Il fait suite au chapitre introductif « La douleur n’est pas synonyme ni de lésion tissulaire, ni de nociception »
Quand on regarde les exemples du chapitre précédent on comprend donc que les axiomes suivants sont essentiels à intégrer dans notre pratique clinique (L. Moseley, Painfull Yarns) :
Pour comprendre un peu plus en détails et maitriser ces concepts voici un bout de neuroscience de la douleur et de neurophysiologie.

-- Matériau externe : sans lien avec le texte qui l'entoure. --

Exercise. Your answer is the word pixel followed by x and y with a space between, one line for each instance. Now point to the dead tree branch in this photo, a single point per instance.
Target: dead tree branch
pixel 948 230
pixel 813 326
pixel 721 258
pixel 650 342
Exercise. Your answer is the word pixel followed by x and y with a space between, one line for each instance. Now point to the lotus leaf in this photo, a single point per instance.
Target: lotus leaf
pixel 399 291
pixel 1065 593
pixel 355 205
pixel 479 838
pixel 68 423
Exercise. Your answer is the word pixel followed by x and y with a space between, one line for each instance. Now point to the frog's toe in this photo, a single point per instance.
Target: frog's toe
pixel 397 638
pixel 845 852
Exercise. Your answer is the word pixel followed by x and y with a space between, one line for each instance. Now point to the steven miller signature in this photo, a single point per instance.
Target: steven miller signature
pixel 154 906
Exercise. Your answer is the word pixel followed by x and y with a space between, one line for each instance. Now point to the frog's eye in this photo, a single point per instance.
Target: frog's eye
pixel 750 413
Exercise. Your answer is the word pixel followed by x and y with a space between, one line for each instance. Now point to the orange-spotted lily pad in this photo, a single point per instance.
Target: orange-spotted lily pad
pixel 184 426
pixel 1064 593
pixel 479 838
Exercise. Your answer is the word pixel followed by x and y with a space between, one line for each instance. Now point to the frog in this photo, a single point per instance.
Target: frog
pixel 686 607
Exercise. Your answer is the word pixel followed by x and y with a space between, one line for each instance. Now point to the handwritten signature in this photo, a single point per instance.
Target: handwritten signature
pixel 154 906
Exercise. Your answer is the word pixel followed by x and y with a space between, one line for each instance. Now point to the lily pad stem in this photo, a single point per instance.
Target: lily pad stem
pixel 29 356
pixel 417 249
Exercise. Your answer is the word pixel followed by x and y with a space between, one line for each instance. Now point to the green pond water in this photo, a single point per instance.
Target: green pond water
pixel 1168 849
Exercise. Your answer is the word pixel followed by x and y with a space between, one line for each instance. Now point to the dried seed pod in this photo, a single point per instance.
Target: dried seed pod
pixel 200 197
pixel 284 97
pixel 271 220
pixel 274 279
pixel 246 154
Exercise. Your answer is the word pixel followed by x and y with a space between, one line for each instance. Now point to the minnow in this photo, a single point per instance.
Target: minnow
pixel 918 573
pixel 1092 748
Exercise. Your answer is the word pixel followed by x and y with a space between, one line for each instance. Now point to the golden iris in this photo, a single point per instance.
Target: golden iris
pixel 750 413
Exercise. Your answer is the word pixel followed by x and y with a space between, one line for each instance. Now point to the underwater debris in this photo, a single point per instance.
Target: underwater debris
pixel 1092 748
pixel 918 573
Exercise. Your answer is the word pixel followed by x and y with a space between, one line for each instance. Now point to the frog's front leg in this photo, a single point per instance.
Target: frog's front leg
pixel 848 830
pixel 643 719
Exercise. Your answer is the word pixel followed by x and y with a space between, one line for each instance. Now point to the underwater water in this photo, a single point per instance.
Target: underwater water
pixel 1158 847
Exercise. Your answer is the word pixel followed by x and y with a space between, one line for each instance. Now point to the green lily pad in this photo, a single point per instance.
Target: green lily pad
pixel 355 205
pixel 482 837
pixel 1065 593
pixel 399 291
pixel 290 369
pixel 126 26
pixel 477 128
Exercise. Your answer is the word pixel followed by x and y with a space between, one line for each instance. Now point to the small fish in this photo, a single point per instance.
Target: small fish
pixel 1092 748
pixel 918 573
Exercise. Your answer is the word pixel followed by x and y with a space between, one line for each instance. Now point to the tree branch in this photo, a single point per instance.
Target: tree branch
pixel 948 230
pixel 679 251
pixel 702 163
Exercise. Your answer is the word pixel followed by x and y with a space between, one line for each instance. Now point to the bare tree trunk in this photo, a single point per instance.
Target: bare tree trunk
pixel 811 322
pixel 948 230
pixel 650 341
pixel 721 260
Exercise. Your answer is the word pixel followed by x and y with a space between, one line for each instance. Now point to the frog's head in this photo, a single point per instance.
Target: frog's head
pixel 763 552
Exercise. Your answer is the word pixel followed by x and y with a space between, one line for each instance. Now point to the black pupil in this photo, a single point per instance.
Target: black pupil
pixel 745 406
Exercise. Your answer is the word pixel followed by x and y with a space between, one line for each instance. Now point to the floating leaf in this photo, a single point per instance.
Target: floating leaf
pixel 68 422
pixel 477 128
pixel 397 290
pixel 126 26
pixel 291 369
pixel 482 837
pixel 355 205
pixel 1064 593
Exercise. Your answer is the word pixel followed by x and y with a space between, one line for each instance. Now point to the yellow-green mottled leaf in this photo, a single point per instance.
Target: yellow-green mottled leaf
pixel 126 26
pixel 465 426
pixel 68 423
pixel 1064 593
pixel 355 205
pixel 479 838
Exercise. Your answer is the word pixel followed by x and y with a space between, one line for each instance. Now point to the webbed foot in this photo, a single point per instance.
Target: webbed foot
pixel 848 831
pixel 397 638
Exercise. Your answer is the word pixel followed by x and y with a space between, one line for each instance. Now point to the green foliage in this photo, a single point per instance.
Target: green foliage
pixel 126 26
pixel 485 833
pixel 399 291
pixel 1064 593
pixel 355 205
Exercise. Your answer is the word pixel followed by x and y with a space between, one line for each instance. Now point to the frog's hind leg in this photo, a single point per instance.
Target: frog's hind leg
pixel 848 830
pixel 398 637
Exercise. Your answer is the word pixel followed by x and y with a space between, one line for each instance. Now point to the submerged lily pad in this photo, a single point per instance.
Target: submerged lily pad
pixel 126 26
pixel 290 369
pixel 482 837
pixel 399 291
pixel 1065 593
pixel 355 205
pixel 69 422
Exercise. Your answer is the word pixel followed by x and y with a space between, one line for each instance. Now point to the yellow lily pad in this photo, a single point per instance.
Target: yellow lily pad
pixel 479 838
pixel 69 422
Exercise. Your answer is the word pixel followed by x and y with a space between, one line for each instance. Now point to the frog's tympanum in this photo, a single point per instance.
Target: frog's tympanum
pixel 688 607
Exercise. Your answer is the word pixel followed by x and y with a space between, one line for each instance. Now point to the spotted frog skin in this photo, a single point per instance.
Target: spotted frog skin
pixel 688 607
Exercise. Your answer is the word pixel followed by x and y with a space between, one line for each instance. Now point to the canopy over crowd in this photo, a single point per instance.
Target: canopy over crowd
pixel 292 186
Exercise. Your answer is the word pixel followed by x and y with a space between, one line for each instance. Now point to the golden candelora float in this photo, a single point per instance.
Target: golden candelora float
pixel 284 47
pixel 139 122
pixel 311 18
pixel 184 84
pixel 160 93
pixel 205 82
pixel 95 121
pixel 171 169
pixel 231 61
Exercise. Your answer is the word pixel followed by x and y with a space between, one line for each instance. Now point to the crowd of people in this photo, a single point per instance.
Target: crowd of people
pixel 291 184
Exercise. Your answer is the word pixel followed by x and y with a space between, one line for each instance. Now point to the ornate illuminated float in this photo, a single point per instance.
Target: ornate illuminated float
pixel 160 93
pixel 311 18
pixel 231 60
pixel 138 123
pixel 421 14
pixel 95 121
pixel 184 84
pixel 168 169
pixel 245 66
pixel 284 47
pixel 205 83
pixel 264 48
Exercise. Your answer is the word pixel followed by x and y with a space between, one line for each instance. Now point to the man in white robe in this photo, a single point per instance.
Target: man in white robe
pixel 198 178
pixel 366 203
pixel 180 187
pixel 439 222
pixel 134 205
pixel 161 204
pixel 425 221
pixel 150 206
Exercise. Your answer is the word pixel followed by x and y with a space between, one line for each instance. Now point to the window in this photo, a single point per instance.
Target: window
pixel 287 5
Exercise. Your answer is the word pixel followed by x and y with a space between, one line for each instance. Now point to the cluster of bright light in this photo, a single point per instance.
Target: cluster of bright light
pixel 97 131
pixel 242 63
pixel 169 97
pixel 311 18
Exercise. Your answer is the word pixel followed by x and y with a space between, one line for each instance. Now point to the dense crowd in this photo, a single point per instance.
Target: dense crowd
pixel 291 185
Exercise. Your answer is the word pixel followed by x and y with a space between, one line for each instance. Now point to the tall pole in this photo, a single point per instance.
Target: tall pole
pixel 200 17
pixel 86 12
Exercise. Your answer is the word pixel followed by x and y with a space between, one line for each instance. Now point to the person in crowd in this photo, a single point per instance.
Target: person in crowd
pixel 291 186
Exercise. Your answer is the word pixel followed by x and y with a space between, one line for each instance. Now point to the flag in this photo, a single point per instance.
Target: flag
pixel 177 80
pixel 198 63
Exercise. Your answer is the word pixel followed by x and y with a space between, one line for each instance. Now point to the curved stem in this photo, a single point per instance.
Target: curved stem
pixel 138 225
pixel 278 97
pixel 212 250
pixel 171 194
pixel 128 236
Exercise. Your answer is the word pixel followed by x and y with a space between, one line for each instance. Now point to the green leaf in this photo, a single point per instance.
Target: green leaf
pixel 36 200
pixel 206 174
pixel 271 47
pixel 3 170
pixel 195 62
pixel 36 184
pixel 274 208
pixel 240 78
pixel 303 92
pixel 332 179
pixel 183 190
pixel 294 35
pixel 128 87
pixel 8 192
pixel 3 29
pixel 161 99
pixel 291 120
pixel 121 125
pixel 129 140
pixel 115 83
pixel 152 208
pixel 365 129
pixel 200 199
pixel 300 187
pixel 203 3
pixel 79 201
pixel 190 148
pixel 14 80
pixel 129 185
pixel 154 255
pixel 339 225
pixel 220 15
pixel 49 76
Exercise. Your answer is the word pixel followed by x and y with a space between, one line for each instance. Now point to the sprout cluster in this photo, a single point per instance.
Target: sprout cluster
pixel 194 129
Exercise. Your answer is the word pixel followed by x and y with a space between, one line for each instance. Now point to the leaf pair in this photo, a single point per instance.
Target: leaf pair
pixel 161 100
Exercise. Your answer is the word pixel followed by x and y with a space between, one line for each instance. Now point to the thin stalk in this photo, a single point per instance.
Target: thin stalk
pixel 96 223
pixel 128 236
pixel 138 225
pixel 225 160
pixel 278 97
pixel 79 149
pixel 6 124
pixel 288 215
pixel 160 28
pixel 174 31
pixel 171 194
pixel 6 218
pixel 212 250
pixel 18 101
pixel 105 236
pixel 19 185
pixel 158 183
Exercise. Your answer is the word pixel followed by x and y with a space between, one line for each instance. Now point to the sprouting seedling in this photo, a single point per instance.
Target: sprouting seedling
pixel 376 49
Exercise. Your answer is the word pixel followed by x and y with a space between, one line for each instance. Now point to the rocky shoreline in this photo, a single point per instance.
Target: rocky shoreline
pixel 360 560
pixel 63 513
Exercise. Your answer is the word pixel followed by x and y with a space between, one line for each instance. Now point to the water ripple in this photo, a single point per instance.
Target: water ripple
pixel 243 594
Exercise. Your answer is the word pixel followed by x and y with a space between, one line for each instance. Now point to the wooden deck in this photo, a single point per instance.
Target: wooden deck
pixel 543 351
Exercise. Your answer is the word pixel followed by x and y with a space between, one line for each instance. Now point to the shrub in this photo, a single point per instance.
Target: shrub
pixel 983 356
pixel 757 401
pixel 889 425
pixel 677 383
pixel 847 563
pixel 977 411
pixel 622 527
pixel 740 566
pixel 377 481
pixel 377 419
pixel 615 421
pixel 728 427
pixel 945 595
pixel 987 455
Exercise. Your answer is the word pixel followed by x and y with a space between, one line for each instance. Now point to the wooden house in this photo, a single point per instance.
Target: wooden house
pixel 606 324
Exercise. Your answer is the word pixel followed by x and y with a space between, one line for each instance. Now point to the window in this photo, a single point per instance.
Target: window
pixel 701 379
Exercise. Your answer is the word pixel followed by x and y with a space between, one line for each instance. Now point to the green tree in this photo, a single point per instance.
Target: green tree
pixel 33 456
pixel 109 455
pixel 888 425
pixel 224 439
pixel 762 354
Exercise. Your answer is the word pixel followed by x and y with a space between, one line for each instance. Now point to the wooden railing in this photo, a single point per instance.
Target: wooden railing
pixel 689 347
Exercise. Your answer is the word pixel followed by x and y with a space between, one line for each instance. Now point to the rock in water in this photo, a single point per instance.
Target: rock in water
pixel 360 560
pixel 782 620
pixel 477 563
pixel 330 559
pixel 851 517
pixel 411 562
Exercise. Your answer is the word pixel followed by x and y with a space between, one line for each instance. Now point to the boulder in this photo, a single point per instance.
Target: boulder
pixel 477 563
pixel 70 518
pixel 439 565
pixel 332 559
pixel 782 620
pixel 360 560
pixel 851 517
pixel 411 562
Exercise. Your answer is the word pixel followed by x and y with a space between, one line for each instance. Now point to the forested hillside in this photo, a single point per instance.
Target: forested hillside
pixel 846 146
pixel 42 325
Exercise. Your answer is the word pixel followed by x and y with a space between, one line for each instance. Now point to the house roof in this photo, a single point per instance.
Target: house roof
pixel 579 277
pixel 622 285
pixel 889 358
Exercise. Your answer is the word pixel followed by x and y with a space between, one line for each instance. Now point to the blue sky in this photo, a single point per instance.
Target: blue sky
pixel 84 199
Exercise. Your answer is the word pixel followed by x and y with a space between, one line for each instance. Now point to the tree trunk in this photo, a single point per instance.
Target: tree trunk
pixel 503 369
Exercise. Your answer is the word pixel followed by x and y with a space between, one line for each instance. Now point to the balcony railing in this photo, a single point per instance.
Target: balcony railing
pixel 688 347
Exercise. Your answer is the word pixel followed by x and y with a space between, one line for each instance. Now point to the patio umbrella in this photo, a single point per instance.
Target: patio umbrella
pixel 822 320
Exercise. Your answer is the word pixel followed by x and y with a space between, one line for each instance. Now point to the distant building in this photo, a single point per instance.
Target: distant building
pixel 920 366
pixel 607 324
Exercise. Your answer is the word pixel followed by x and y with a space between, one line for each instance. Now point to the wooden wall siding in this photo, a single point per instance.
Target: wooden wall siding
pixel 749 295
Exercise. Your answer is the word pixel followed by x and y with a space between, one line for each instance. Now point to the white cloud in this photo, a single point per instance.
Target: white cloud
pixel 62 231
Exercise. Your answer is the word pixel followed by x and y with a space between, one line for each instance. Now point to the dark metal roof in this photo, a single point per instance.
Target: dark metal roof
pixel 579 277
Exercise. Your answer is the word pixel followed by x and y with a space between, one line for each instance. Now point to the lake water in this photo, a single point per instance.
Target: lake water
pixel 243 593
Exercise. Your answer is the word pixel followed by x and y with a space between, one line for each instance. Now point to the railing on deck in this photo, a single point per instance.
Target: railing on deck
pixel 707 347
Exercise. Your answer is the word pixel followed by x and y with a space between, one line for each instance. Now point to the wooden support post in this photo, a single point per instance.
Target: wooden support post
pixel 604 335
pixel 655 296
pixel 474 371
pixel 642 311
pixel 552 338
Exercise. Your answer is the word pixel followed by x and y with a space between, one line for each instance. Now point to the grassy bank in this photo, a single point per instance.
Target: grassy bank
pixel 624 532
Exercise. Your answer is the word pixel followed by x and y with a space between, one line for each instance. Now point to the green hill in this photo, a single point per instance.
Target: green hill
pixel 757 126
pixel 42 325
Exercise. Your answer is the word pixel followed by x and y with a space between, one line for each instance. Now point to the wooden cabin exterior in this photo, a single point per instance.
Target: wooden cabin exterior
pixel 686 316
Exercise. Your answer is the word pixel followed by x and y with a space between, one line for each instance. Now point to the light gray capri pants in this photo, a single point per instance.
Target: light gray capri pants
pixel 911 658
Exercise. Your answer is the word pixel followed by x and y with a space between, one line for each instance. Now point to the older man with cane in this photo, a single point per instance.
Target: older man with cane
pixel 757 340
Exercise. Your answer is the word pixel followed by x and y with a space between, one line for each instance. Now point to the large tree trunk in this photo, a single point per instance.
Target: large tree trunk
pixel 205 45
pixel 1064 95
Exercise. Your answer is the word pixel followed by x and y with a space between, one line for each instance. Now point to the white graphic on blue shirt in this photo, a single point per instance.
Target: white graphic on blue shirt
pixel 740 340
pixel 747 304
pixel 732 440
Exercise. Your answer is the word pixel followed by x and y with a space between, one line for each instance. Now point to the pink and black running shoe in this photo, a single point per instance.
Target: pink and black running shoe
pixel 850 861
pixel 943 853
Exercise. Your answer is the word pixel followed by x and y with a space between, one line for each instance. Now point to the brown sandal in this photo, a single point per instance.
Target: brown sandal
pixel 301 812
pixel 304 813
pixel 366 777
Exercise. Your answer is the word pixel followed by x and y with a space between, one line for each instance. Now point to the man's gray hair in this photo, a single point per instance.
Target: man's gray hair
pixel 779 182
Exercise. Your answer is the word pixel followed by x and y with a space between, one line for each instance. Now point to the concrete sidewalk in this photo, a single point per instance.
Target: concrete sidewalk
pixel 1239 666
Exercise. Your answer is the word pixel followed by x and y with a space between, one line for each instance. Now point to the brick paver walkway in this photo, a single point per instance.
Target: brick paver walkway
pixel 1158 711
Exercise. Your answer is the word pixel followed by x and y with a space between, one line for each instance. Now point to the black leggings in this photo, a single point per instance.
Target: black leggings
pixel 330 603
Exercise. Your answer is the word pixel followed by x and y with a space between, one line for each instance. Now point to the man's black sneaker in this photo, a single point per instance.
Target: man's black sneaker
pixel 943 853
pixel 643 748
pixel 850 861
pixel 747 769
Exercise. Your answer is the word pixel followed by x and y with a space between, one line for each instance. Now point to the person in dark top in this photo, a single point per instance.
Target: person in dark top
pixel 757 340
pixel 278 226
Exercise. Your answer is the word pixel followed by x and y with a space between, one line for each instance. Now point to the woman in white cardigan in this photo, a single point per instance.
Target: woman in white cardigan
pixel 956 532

Sont abordés ci dessous la nociception, la sensisibilisation périphérique, la sensibilisation centrale, la modulation et la douleur.
La nociception correspond à l’activité dans les fibres nociceptives (Aδ et C).
La sensibilisation, c’est l’augmentation du volume de cette activité, elle peut être périphérique (nocicepteurs ou sur le trajet du nerf) ou centrale (médullaire ou corticale) (ci-dessous)
NOCICEPTION EN DETAIL : des nocicepteurs jusqu’au cortex
La nociception est un processus d’encodage neural d’un stimulus nociceptif et de sa transmission du corps vers le cerveau : il correspond à l’activité des fibres afférentes à haut seuil de stimulation (Aδ et C) et de leur projection.
En plus simple la nociception c’est le processus de détection d’une menace et la transmission du message de danger vers le cerveau.
Ce processus ce déroule en plusieures étapes :
I-Phase de détection d’une menace (Premier nocicepteur):
Les « clochettes à danger », ou nocicepteurs sont des terminaisons nerveuses libres. Elles réagissent à la stimulation d’un danger potentiel :
Une fois la « clochette » stimulée, elle dépolarise la membrane du nerf dans laquelle elle est enfouie et transforme son message en influx électrique : c’est la transduction.
Puis il transmet cet influx électrique le long du premier nocicepteur (c’est la transmission).
Le message nociceptif se transmet dans les fibres Aδ et C :
Ces fibres sont peu ou pas myélinisées et de petit calibre. La vitesse de transmission est beaucoup plus lente (0,5 à 40 m/s) que celle des fibres Aα (80-120m/s) qui véhiculent la proprioception ou les Aβ (40-90m/s) qui véhiculent le tact fin :
II- La Sensibilisation Périphérique ou Augmentation potentielle de la menace dans les tissus.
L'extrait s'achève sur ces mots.